Blackhead pasture cockchafers are pests of pastures in Tasmania, SA, NSW and Victoria. The grub is creamy-grey in colour with a black head. When fully grown in winter they are about 15mm long. Other cockchafer grubs often have similar colouring on their bodies with yellow or red heads. The grubs live in the soil until mid to late summer, where they emerge as shiny black beetles about 10-12mm in length.

The grubs come to the surface at night in response to rains and heavy dews. They feed on clovers, grasses and some weeds, chewing plant material in their tunnels throughout the day. Gerard became aware of the problem after observing little mounds of dirt surrounding small holes on the ground surface, which is typical of blackheaded pasture cockchafer activity. Another indicator is bare patches that appear in pasture from mid-autumn to late winter.

To check for cockchafers, dig in the affected areas or look on the soil surface for tunnel entrances. Be aware that if you did not have problems with cockchafers last year, it does not mean that you won’t have this year. Adult beetles achieve long distance dispersal over summer by flying, usually at dusk on warm evenings.

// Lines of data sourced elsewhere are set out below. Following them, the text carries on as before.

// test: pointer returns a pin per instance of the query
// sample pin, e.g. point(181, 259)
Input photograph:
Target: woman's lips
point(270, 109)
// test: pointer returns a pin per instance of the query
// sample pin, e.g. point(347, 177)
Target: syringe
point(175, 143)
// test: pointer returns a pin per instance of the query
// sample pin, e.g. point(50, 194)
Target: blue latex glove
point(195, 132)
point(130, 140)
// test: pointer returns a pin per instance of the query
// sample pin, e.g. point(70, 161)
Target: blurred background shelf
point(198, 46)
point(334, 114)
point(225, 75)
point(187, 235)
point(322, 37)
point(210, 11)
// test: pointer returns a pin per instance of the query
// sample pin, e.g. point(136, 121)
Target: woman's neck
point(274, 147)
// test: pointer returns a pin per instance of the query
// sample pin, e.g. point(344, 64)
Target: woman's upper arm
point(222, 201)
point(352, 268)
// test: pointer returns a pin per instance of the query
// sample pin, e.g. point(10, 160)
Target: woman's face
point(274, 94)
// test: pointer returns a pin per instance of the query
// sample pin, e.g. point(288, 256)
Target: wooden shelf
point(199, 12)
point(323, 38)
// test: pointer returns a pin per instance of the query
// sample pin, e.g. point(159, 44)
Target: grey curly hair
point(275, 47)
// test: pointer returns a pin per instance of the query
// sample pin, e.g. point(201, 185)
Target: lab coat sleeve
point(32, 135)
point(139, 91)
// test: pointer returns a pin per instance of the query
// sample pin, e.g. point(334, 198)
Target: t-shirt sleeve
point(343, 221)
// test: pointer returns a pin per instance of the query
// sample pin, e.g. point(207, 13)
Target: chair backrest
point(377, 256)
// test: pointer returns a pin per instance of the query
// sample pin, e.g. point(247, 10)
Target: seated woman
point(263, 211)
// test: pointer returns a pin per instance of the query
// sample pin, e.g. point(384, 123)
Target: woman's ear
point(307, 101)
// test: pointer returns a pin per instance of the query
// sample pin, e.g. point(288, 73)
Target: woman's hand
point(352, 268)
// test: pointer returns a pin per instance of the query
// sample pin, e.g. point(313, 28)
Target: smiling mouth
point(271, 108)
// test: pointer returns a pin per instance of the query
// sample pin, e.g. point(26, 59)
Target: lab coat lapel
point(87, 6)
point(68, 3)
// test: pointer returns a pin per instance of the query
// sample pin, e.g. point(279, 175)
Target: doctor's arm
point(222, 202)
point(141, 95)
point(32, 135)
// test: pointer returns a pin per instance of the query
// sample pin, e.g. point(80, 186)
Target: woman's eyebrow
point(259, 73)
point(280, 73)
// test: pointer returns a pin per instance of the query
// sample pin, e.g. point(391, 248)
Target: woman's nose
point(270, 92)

Several chemicals are registered for the control of the blackheaded pasture cockchafer grub and have varying withholding periods. However, reports indicate that spraying is not warranted at this stage. These paddocks will be monitored closely over the next few weeks as seedlings continue to emerge. Gerard says that when chemicals are needed, alpha-cypermethrin generally achieves adequate control. If cockchafers are a continual problem, consider sowing tolerant pasture species such as phalaris and cocksfoot. Avoid short, open pastures and a high clover content, which favour pasture cockchafers.